Reviraram a carteira e depois reviraram novamente o conteúdo da mochila. Fazem isto depois de espreitar para a ambulância e repararem que a pessoa e os socorristas já está no interior. Fiquei com uma sensação de alarme nesse instante. Juro que fiquei a desconfiar que aqueles polícias procuravam mais do que saber a identidade da pessoa. Pretendiam furtar o que esta tivesse de valor, aproveitando-se da vulnerabilidade e distração desta. E se o fizessem e a pessoa só muito mais tarde desse conta, poderiam sempre afirmar que encontraram a carteira como a entregaram e se existiu roubo só podia ter sido efectuado por alguém dentro do transporte público.
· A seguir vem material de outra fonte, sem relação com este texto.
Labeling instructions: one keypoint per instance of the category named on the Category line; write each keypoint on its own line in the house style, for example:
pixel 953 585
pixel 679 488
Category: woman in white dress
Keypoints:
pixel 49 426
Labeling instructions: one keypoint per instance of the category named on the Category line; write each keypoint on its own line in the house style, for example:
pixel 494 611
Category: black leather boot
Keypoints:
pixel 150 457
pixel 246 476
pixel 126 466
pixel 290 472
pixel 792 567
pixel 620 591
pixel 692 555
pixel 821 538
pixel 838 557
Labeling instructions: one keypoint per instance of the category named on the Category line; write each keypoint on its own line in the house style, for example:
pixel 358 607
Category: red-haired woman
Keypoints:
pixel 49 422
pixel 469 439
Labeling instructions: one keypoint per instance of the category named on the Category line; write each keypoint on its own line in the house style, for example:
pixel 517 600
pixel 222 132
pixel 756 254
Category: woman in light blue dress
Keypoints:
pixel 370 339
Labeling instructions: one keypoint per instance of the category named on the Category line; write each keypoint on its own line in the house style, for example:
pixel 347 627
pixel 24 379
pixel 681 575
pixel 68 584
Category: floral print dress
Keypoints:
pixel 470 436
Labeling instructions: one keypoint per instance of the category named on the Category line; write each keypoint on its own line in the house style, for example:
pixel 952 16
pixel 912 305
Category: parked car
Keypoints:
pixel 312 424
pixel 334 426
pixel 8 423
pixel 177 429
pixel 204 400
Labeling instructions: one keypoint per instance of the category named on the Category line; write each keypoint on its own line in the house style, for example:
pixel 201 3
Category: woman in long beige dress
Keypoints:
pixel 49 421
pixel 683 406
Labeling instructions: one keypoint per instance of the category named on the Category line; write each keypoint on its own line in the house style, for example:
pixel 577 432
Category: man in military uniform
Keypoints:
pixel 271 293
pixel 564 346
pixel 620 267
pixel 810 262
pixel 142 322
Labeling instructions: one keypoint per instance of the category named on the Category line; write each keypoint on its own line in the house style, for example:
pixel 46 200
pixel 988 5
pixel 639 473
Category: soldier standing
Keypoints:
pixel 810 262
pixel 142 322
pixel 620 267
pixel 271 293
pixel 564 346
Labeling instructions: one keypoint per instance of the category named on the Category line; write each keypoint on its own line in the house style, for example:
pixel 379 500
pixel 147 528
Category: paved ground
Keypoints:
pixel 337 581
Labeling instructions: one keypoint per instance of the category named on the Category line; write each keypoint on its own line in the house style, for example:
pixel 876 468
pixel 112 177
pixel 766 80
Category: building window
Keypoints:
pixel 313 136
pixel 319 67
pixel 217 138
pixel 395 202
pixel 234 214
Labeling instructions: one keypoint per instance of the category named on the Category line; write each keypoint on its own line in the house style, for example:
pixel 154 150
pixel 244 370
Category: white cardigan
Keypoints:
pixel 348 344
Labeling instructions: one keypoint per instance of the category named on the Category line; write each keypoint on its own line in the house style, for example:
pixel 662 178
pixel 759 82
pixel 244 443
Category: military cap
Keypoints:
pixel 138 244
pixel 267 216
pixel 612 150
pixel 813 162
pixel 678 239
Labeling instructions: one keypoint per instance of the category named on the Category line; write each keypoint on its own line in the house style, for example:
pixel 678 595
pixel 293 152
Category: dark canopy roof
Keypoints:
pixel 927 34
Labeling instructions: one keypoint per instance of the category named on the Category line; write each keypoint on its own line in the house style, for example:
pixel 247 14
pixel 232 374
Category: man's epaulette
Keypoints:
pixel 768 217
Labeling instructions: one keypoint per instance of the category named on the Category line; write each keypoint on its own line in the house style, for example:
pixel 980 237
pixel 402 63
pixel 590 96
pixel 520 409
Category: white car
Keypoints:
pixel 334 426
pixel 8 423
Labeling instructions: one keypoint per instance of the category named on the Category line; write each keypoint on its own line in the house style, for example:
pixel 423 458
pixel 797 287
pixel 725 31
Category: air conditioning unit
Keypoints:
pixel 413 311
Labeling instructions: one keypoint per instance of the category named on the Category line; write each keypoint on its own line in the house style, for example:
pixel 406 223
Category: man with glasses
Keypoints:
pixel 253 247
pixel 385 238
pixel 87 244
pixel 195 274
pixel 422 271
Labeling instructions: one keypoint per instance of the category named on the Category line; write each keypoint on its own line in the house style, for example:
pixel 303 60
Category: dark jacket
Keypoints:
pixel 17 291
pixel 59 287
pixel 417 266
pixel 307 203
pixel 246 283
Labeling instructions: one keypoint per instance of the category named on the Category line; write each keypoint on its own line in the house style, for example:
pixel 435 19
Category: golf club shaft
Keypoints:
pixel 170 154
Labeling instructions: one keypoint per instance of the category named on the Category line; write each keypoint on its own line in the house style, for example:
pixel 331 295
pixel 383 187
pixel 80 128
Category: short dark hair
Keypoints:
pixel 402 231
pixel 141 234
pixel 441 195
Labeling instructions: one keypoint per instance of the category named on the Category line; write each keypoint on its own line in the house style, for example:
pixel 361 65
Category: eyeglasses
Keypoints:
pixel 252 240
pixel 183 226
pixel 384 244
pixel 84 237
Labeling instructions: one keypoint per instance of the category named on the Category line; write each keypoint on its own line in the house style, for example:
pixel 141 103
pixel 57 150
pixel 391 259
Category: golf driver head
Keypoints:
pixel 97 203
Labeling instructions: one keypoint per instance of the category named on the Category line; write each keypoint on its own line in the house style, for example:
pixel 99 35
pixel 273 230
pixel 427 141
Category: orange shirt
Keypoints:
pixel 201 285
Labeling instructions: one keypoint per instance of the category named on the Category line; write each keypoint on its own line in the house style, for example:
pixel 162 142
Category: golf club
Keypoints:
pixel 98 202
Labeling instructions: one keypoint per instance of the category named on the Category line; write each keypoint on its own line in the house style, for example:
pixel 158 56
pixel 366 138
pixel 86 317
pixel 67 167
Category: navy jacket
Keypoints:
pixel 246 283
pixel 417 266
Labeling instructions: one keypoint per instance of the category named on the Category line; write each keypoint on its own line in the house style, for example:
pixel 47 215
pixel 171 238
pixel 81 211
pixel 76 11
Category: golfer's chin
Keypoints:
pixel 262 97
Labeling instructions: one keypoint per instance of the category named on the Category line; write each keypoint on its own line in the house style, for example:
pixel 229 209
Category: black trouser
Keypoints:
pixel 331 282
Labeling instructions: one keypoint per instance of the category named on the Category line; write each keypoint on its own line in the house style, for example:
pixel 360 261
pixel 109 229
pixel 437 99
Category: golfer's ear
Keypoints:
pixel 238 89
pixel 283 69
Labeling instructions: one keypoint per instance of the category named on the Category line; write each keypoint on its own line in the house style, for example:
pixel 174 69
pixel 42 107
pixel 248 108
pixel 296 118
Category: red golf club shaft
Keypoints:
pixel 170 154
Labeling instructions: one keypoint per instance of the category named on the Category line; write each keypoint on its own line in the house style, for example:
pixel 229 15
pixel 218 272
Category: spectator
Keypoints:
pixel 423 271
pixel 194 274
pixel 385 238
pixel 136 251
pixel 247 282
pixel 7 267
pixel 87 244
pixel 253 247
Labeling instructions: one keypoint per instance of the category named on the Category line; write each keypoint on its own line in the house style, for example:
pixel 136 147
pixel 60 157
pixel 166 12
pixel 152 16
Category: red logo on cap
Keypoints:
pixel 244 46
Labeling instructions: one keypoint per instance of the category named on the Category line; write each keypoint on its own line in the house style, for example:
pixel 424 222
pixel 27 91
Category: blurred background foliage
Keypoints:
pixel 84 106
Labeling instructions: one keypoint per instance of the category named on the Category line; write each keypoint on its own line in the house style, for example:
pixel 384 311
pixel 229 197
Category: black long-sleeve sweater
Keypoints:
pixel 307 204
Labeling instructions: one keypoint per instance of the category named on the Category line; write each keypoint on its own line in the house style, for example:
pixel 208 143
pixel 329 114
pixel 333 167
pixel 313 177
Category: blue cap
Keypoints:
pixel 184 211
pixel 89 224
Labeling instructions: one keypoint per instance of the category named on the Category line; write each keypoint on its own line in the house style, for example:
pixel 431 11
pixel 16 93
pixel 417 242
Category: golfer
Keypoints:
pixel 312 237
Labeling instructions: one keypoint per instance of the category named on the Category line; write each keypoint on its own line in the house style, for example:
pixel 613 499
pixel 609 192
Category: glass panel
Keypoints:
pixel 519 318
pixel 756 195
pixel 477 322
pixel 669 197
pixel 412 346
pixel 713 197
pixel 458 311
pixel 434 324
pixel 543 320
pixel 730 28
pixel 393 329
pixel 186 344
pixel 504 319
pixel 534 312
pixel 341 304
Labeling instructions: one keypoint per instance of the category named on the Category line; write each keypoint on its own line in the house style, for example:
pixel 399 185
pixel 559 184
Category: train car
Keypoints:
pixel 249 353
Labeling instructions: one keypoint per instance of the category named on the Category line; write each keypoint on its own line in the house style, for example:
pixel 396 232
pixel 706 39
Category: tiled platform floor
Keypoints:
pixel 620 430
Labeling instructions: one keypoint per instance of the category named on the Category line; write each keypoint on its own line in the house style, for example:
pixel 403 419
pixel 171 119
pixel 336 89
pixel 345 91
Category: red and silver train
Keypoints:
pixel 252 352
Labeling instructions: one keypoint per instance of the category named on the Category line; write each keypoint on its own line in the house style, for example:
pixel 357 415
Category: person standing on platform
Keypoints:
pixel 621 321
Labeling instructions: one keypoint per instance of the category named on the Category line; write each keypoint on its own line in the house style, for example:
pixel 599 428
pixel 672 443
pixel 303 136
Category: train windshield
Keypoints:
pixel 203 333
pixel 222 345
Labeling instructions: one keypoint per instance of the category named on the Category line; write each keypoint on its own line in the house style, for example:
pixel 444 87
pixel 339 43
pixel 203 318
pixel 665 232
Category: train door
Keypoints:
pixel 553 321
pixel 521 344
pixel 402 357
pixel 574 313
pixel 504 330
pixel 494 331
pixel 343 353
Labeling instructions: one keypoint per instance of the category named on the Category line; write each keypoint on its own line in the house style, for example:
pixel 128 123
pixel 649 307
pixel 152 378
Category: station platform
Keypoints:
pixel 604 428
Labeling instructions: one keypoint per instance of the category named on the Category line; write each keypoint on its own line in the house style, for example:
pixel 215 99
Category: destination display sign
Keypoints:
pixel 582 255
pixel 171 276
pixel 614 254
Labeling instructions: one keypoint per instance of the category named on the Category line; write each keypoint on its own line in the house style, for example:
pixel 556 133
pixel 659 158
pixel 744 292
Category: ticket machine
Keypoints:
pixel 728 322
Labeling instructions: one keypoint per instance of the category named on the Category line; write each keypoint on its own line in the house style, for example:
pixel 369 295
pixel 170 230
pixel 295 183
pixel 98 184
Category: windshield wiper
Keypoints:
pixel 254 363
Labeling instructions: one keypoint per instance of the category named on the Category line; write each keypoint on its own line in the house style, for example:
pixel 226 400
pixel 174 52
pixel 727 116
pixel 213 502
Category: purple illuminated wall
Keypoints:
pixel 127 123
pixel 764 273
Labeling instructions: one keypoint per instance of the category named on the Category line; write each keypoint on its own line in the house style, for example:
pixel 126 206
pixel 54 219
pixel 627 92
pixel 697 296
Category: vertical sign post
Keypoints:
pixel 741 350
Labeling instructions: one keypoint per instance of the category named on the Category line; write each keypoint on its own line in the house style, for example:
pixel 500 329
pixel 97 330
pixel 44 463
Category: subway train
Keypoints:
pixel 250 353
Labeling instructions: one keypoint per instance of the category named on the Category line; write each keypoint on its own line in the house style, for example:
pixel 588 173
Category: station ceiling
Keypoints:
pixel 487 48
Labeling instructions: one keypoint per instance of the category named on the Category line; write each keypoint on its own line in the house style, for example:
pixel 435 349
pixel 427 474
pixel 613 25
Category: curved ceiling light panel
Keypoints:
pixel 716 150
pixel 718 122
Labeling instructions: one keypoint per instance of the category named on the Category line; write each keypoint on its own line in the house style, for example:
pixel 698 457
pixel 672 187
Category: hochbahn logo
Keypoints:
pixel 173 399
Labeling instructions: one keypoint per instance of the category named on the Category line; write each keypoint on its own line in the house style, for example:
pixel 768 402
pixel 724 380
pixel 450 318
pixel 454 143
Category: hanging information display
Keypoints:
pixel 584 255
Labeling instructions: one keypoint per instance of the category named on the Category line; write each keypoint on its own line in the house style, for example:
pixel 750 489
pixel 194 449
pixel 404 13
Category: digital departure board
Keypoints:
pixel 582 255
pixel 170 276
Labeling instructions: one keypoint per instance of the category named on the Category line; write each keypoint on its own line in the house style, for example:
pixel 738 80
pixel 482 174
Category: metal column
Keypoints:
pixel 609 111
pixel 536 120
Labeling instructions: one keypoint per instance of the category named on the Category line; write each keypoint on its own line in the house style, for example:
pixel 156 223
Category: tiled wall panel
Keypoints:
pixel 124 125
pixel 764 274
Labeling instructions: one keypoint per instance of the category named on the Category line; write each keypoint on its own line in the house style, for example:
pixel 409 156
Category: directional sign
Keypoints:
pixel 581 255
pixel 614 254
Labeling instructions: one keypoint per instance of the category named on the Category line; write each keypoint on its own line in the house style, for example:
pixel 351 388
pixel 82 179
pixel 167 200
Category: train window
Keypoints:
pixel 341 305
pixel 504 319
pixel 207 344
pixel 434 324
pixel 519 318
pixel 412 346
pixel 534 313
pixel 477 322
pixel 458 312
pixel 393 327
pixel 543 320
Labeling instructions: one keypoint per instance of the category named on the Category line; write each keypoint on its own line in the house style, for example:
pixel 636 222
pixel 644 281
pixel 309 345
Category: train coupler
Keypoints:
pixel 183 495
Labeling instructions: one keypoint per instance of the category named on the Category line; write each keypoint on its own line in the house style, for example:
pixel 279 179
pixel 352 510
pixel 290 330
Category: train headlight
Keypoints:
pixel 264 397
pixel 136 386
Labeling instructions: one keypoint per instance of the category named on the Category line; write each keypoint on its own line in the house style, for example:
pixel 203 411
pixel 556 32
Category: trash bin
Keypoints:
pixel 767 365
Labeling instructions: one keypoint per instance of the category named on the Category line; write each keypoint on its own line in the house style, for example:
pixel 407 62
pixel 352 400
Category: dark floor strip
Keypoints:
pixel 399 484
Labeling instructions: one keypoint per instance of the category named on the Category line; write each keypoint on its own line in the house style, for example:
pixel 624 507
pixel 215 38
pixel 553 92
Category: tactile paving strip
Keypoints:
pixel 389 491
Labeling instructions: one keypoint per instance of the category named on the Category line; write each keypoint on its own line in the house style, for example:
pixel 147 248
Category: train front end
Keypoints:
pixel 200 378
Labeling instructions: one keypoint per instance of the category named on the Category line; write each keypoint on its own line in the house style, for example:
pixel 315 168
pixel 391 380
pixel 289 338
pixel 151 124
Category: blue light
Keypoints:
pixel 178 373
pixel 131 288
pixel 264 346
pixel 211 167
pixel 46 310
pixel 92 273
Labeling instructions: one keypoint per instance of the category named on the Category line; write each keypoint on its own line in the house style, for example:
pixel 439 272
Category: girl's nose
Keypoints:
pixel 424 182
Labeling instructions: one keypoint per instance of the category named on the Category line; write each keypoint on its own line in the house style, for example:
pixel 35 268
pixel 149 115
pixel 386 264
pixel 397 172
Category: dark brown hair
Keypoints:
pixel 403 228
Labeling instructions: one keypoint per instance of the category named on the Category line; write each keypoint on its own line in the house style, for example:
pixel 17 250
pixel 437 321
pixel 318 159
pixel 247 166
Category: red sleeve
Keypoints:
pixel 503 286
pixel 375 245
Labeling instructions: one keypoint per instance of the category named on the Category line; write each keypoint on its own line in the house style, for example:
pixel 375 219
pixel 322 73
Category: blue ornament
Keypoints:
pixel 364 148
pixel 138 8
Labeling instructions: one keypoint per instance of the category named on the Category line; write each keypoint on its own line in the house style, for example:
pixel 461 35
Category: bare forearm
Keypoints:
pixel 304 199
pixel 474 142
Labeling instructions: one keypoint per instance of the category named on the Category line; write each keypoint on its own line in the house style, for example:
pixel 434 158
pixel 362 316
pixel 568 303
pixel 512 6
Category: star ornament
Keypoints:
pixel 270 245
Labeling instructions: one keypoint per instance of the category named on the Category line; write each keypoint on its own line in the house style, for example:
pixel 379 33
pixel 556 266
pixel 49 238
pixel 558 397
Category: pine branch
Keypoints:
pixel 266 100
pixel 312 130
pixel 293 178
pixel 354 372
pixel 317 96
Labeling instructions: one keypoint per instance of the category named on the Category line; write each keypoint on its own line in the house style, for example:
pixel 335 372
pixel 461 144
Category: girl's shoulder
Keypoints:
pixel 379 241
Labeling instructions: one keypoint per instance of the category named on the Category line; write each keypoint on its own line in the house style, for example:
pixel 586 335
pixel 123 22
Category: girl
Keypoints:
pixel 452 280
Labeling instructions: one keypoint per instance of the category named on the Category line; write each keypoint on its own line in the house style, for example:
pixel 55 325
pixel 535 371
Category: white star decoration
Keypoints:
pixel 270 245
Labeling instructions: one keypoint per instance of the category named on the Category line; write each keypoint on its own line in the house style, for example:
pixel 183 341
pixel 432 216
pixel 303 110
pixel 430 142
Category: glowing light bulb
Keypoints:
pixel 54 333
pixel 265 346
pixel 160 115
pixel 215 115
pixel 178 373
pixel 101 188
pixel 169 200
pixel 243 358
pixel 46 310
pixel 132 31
Peço já desculpa a quem é polícia e honesto, a quem está por dentro dos procedimentos policiais ou vive ou tem quem viva no corpo policial e possa sentir que a suspeita não faz sentido. Mas estranhei mesmo. Algo na postura pareceu desadequado e impróprio. A pessoa não estava morta. Não estava inconsciente, nem gravemente ferida! Era só lhe perguntarem o nome e pedir permissão para lhe abrirem a carteira e remexer nos seus pertences.
E agora que estava aqui a ler uma breve notícia sobre "Polícias no Crime", policiais que ao invés de estarem do lado do bem se juntam à bandidagem para praticar roubo, extorsão e tráfico, subitamente este episódio voltou ao de cima. Tenho pena não ter dado o meu contacto à pessoa, porque sempre poderia sossegar sobre o seu estado de saúde ao invés de ficar este tempo todo a imaginar se tudo terminou bem. E atrás da orelha ficou a sensação estranha que a visão dos policiais a remexer na carteira me causou. Ainda hoje não sei se a pessoa ao receber os seus pertences de volta, notou que algo lhe faltava e se por acaso logo associou que se alguém a poderia ter roubado, esse alguém seria eu, que a auxiliei. Porque nunca poderia ser a polícia... pesamos nós!